Ensuring that this fundamental issue is properly aligned with other development priorities will require that whoever holds the housing portfolio is a consummate navigator of the corridors of power. It will require a true leader, capable of bringing the same kind of focus and attention that won us $68 million from the Millennium Challenge Account and liberalized the telecoms monopoly.
More than that, we will need someone who can keep the whole project from turning into a pork-barrel opportunity of epic proportions. A public works project of this magnitude would attract any number of fly-by-night operators and bring out the worst tendencies of those who’ve made a livelihood of sucking at the government teat.
As an electoral issue, housing would be remarkably compelling for those contesting in the strategically important municipal ridings. The immediate benefits are obvious to any of the tens of thousands of people currently forced by circumstance to make do with less than they had in the village.
But turning campaign promises into reality will, particularly in this case, prove a daunting challenge to candidates encrusted with the political barnacles of elections past. There will simply be too many hands extended for any benefit to reach most individual householders.
The ritual of handing out ‘bags of sugar’ at election time derives from the kastom practice of attaining rank by demonstrating one’s ability to provide for the community. In recent times, that venerable process has become hopelessly compromised, distorted beyond recognition and abused by a cynical few to mask their own greed.
We cannot tackle quality of life issues like this until we unveil and renounce this charade for once and for all.

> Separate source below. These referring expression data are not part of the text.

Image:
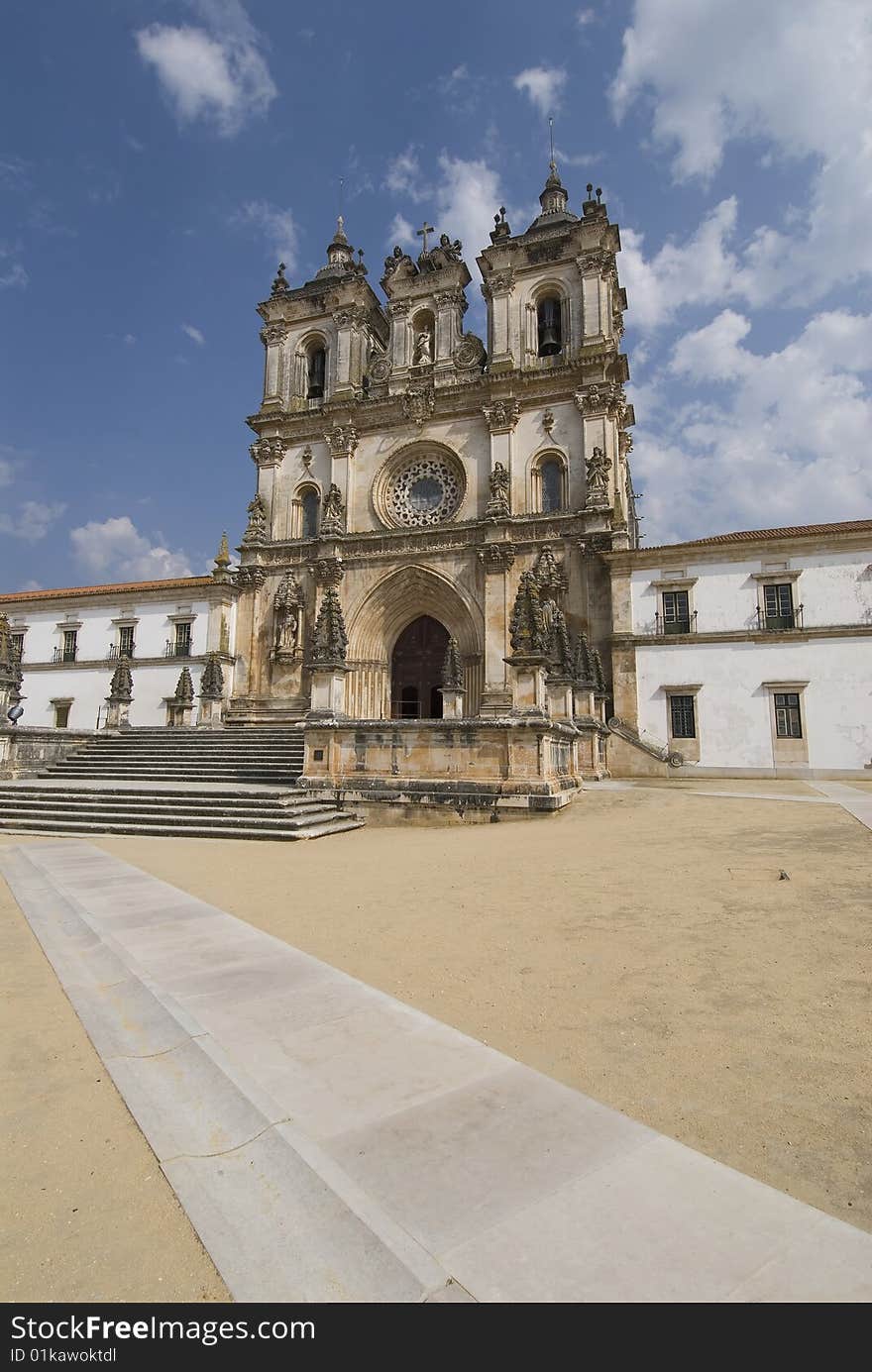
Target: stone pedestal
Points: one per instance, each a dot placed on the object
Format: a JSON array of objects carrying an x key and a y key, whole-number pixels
[
  {"x": 452, "y": 701},
  {"x": 210, "y": 712},
  {"x": 527, "y": 683},
  {"x": 117, "y": 715},
  {"x": 327, "y": 691},
  {"x": 561, "y": 698}
]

The issue of housing in Vanuatu is purest proof that everything is political. Only through fundamental change in our political processes and personalities will politicians be able to move government from the dirt floor it’s living on and build a strong foundation for themselves – and for their people.
Graham,
You have made some very valid points. I particularly like the idea of making housing a ‘political’ issue which in vanuatu seems to be they way to go these days (using politics to get something done I mean). I was born and bred in a rural village and I can say now that our houses, made with bamboo walls, wooden frames and thatched leaves, all got from the bush, provided far more superior and dare I say it, luxurious, accomodation than the eye sores you see in the shanty areas in Port Vila and Luganville. If they started to look in need of repair, they would just be torn down and a new one built within a week.